On 18/11/2019 17:11, Segher Boessenkool wrote:
Hi Richard,

On Mon, Nov 18, 2019 at 04:48:03PM +0000, Richard Earnshaw (lists) wrote:
On 18/11/2019 15:55, Segher Boessenkool wrote:
That immediately shows some of the shortcomings of this approach: the
subject line is much too long, but more importantly, it doesn't make
much sense: it is not what the patch does, it is the description of a
bug that is related in some way to this patch.  It is not uncommon for
a commit to not fix the problem mentioned in the bug report (if it *is*
a problem!), or not fix it completely.

Then again, changing all such subject lines to read "patch" could also
already be considered an improvement.

Well the real question is whether such a summary is worse than the
current situation of just printing the author in the wrong field.  I
personally don't think it is.

I think that non-obviously-wrong-but-still-wrong info is not something
we should introduce.  And, I think this will happen a *lot*.

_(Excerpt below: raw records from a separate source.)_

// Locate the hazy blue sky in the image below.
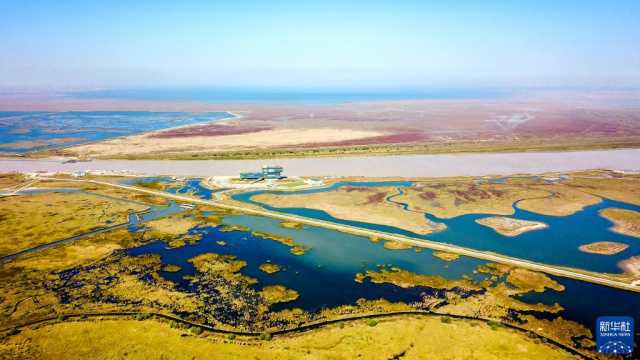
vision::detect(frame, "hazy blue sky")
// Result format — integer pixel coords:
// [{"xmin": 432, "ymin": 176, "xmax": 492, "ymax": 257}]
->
[{"xmin": 0, "ymin": 0, "xmax": 640, "ymax": 88}]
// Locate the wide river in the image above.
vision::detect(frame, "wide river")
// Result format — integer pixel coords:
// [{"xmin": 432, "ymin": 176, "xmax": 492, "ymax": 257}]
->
[{"xmin": 0, "ymin": 149, "xmax": 640, "ymax": 177}]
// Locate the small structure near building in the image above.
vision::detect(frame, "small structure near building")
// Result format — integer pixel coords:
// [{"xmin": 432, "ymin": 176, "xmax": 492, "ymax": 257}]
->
[{"xmin": 240, "ymin": 165, "xmax": 284, "ymax": 180}]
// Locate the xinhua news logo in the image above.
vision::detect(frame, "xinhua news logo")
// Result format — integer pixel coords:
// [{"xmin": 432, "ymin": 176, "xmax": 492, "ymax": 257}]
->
[{"xmin": 596, "ymin": 316, "xmax": 634, "ymax": 355}]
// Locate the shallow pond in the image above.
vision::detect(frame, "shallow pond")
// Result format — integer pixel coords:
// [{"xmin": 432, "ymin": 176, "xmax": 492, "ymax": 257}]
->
[{"xmin": 233, "ymin": 182, "xmax": 640, "ymax": 273}]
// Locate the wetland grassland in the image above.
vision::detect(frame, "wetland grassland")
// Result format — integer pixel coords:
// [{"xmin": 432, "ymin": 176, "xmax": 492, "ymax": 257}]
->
[
  {"xmin": 0, "ymin": 188, "xmax": 148, "ymax": 255},
  {"xmin": 476, "ymin": 216, "xmax": 547, "ymax": 236},
  {"xmin": 252, "ymin": 187, "xmax": 444, "ymax": 234},
  {"xmin": 0, "ymin": 173, "xmax": 636, "ymax": 359}
]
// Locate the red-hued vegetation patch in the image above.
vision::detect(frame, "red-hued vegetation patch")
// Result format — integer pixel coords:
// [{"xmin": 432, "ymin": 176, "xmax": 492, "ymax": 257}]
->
[
  {"xmin": 297, "ymin": 131, "xmax": 429, "ymax": 148},
  {"xmin": 365, "ymin": 192, "xmax": 387, "ymax": 205},
  {"xmin": 151, "ymin": 124, "xmax": 271, "ymax": 138}
]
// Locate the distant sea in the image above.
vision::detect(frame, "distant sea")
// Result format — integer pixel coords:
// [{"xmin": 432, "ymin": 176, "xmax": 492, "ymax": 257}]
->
[{"xmin": 67, "ymin": 88, "xmax": 511, "ymax": 105}]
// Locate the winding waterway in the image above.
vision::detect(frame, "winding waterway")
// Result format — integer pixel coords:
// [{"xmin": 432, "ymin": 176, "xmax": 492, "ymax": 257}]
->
[{"xmin": 122, "ymin": 180, "xmax": 640, "ymax": 344}]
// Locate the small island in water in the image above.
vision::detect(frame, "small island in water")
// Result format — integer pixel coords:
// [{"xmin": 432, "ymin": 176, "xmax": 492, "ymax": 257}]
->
[
  {"xmin": 578, "ymin": 241, "xmax": 629, "ymax": 255},
  {"xmin": 476, "ymin": 216, "xmax": 547, "ymax": 236}
]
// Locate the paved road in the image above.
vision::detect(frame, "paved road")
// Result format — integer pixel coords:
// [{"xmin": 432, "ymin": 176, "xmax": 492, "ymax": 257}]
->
[{"xmin": 42, "ymin": 179, "xmax": 640, "ymax": 292}]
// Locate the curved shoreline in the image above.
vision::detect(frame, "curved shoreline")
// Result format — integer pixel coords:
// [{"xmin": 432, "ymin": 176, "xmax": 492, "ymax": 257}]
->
[
  {"xmin": 0, "ymin": 149, "xmax": 640, "ymax": 177},
  {"xmin": 0, "ymin": 310, "xmax": 591, "ymax": 359}
]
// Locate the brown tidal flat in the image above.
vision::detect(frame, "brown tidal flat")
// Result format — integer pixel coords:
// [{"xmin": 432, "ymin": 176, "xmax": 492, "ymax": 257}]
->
[
  {"xmin": 578, "ymin": 241, "xmax": 629, "ymax": 255},
  {"xmin": 0, "ymin": 92, "xmax": 640, "ymax": 159},
  {"xmin": 476, "ymin": 216, "xmax": 547, "ymax": 236},
  {"xmin": 600, "ymin": 208, "xmax": 640, "ymax": 238}
]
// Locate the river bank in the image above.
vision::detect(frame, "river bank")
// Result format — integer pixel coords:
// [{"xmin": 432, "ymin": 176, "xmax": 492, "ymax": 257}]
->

Maybe you can just put in artificial subjects like "Patch related to
PR12345" or the like?  That is correct, displays a lot better, and is
at least as useful (imo).

There are about 560 commits where the code highlights that the data
might be suspect (usually a category mismatch).

What about commits that mention multiple PRs?  What do you do for those?
(Are there as many of those as I think, anyway?)  With normally very short
subjects you could put all of them in there :-)


Depends on the context. If there look to be multiple date-stamp-author patterns and the lines are not identical we put:

[multiple commits]

If there are more that three PRs and the word backport appears in the text, then it generates a 'backport' summary of the form

Backport PRs 91606, 91772, 91790, 91812, 91968

or if there are more than about 10 prs,

Backport PRs 41611, 41905, 41906, 41961, 42006, 42025, 42057, 42069, 42078, 42084 and more

it's easy to change the thresholds.

Otherwise we just pick the first PR found. The assumption in this case is that PRs are related and thus one summary is likely as good as another.

Yes, we can just print PR numbers, and we could print multiple numbers; but generally I find that less helpful than the summary.

Finally, note that this does *not* delete any information. The summary is added in addition to the existing text rather than replacing it.

I've attached a sample from the start of the fixed list - the full list is far too big to post to give a flavour of how the script currently works. Note that annotations of the form [checkme: ....] in the summary are for diagnostic purposes. These are where heuristics suggest that there's a higher than normal chance that the PR number is incorrect and that manual auditing is recommended. Such annotations would not be appropriate in the final conversion.